The Conference brought together a wide range of international scholars working on environmental issues from a variety of perspectives. The first panel, ‘Local Government Perspectives’, struck a distinctive note: presented by members of the Swansea Council, it looked at the Council’s Climate Change Action Plan and the positive impact of cross-sector partnerships and community networks.
The topics covered subsequently ranged from the highly specialized – the materials used to make musical instruments and sailing ships in south-eastern Mexico and the interaction between text and textile within the Chilean arpillera tradition – to the relatively familiar territory of history and culture, enlivened by the diversity of the themes treated: Hispanic poets (of all periods), the backdrop to the ecocrisis and Spain’s first environmental strike (involving the British company, Rio Tinto). The Jesuits featured prominently, in relation, for example to their cartography and chronicles. The ‘Visual Cultures’ panel looked at documentary film and video relating to the Ecuadorian Amazon, Mexico and Chile; ‘Animals/Birds/Insects’ covered bullfighting, the role of dogs in culture, birds in poetry, and bees in Iberian mythology. Related topics were considered subsequently – from a historical perspective – in the ‘Flora and Fauna’ panel.

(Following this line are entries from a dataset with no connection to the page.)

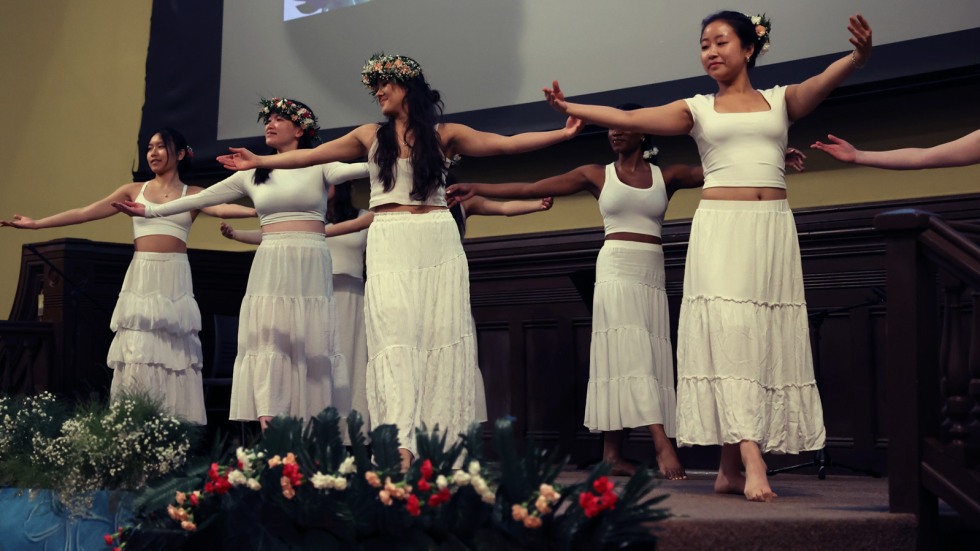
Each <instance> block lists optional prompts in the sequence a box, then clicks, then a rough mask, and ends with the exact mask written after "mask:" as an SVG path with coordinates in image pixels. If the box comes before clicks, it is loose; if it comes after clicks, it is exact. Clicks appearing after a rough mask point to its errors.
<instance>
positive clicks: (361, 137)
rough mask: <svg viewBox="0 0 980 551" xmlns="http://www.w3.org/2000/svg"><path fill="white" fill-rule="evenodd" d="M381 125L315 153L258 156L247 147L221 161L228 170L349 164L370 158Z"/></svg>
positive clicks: (348, 138) (369, 128) (319, 147)
mask: <svg viewBox="0 0 980 551" xmlns="http://www.w3.org/2000/svg"><path fill="white" fill-rule="evenodd" d="M377 129H378V125H376V124H365V125H363V126H360V127H358V128H355V129H354V130H351V131H350V132H348V133H347V134H346V135H344V136H341V137H340V138H337V139H336V140H330V141H329V142H326V143H322V144H320V145H318V146H316V147H314V148H313V149H295V150H293V151H287V152H285V153H279V154H277V155H256V154H255V153H252V152H251V151H249V150H247V149H245V148H243V147H230V148H228V149H229V150H230V151H231V153H230V154H228V155H221V156H220V157H218V162H219V163H221V165H222V166H224V167H225V168H227V169H228V170H248V169H250V168H303V167H306V166H313V165H322V164H324V163H329V162H333V161H349V160H351V159H357V158H358V157H363V156H365V155H366V154H367V150H368V146H369V145H370V144H371V140H373V139H374V134H375V132H377Z"/></svg>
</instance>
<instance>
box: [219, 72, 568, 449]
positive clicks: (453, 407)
mask: <svg viewBox="0 0 980 551" xmlns="http://www.w3.org/2000/svg"><path fill="white" fill-rule="evenodd" d="M361 81H362V82H363V83H364V84H365V85H366V86H368V87H369V88H370V89H371V91H372V93H373V95H374V97H375V98H376V99H377V101H378V105H379V106H380V107H381V113H382V114H383V115H384V116H385V117H386V118H387V121H386V122H384V123H382V124H380V125H378V124H367V125H364V126H361V127H358V128H356V129H355V130H353V131H351V132H350V133H349V134H347V135H345V136H343V137H341V138H338V139H336V140H333V141H331V142H327V143H325V144H323V145H321V146H319V147H317V148H315V149H311V150H307V151H293V152H290V153H287V154H284V155H272V156H256V155H254V154H252V153H251V152H249V151H247V150H244V149H235V148H233V151H234V154H233V155H228V156H225V157H223V158H221V161H222V162H223V163H224V164H225V166H227V167H229V168H234V169H240V170H241V169H251V168H256V167H270V168H271V167H275V168H295V167H302V166H310V165H315V164H319V163H324V162H328V161H336V160H342V159H344V160H346V159H356V158H359V157H363V156H365V155H366V156H367V158H368V165H369V168H370V172H371V200H370V208H371V210H372V211H374V213H375V216H374V221H373V222H372V224H371V230H370V231H369V232H368V246H367V282H366V285H365V291H364V292H365V298H364V302H365V315H366V322H367V337H368V368H367V398H368V408H369V410H370V413H371V422H372V424H376V425H377V424H394V425H396V426H397V427H398V435H399V439H400V442H401V443H400V446H402V448H401V449H400V453H401V457H402V465H403V467H405V468H407V467H408V465H409V463H410V462H411V460H412V459H413V457H414V452H415V429H416V428H417V427H421V426H422V425H423V424H424V425H427V426H428V427H430V428H431V427H433V426H434V425H437V424H438V425H439V428H440V429H441V430H443V431H445V432H446V433H447V434H448V435H449V438H450V441H452V440H455V438H456V436H457V435H458V434H460V433H462V432H464V431H465V430H467V428H468V426H469V425H470V423H472V422H473V421H474V419H475V406H474V402H475V391H474V385H475V382H474V375H475V373H476V361H477V356H476V337H475V335H474V334H473V322H472V314H471V313H470V301H469V268H468V266H467V263H466V256H465V254H464V253H463V248H462V245H461V244H460V239H459V233H458V232H457V230H456V224H455V222H454V221H453V218H452V216H451V215H450V214H449V212H448V210H447V208H446V201H445V188H444V187H443V178H444V176H445V172H446V165H447V162H446V160H447V159H450V158H452V157H453V156H454V155H455V154H457V153H459V154H463V155H472V156H487V155H499V154H504V153H519V152H524V151H530V150H533V149H538V148H541V147H545V146H548V145H551V144H554V143H557V142H559V141H561V140H566V139H568V138H570V137H572V136H574V135H575V134H576V133H577V132H578V131H579V130H580V129H581V123H580V122H579V121H577V120H575V119H573V118H570V119H569V121H568V123H567V124H566V126H565V128H564V129H561V130H554V131H550V132H530V133H525V134H517V135H515V136H500V135H497V134H490V133H485V132H478V131H476V130H473V129H472V128H470V127H468V126H464V125H461V124H440V123H439V121H438V118H439V116H440V114H441V111H442V101H441V98H440V95H439V93H438V92H437V91H435V90H433V89H432V88H430V87H429V84H428V82H426V80H425V77H424V76H423V74H422V68H421V66H419V64H418V63H417V62H416V61H415V60H413V59H411V58H408V57H405V56H396V55H385V54H377V55H375V56H374V57H372V58H371V59H370V60H369V61H368V63H367V65H365V67H364V70H363V71H362V78H361Z"/></svg>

Other key themes included the indigenous world with the focus on such issues as the recovery of indigenous languages and the cartonera movement, the Indigenous Literary Renaissance and the indigenous Mexican aspects of Leonora Carrington’s art. Literature featured prominently as reflected in panels that focused on Ecoliterature and Eco-Criticism while Eco-Feminism/Transgender, Ecopoetry, Children’s Literature and Latinx writing formed further important strands. Individual writers and artists treated included:
Leopoldo Alas (Spain); Gabriela Cabezón Cámara (Argentina); Leonora Carrington (Mexico); Edwige Danticat (Haiti); Guiseppe Domínguez (Spain); Rita Indiana (Dominican Republic); Rodrigo Lara (Chile); José Antonio Mazzotti (Peru); Remedios Varo (Catalonia/Mexico).
While several geographical regions featured prominently such as Galicia, the Canary Islands and Paraguay, particular attention – unsurprisingly – was given to Amazonia.
The keynote presentations were as follows:
Luis I. (Iñaki) Prádanos (Miami University, USA), ‘Environmental Spanish Cultural Studies in the Age of Extinction, Massive Inequality, and Energy Decline’
Patricia Vieira (Georgetown University, USA and University of Coimbra, Portugal), ‘Encountering the Non-Human World Anew: Lessons from the Amazon’
Lesley Wylie (University of Leicester), ‘Plants, People and the Ecological Imagination in Latin America’
The final discussion reviewed the main strands covered during the three days with particular reference to the concepts and theories that had informed many of the presentations such as interspecies kinship and disanthropocentrism, posthuman ecologies and the decolonization of interdisciplinary environmental studies.
Speakers responded favourably to publication options with a final decision on a special journal or monographic issue to be taken in late September.
It was agreed that we would maintain contact as a special interest group with a view to future cooperation relating, for example, to the exchange of news and the organization of events.
The conference was notable for PGR participation (mainly UK). The organizers wish to record their special thanks to UCML for their generous support in this regard.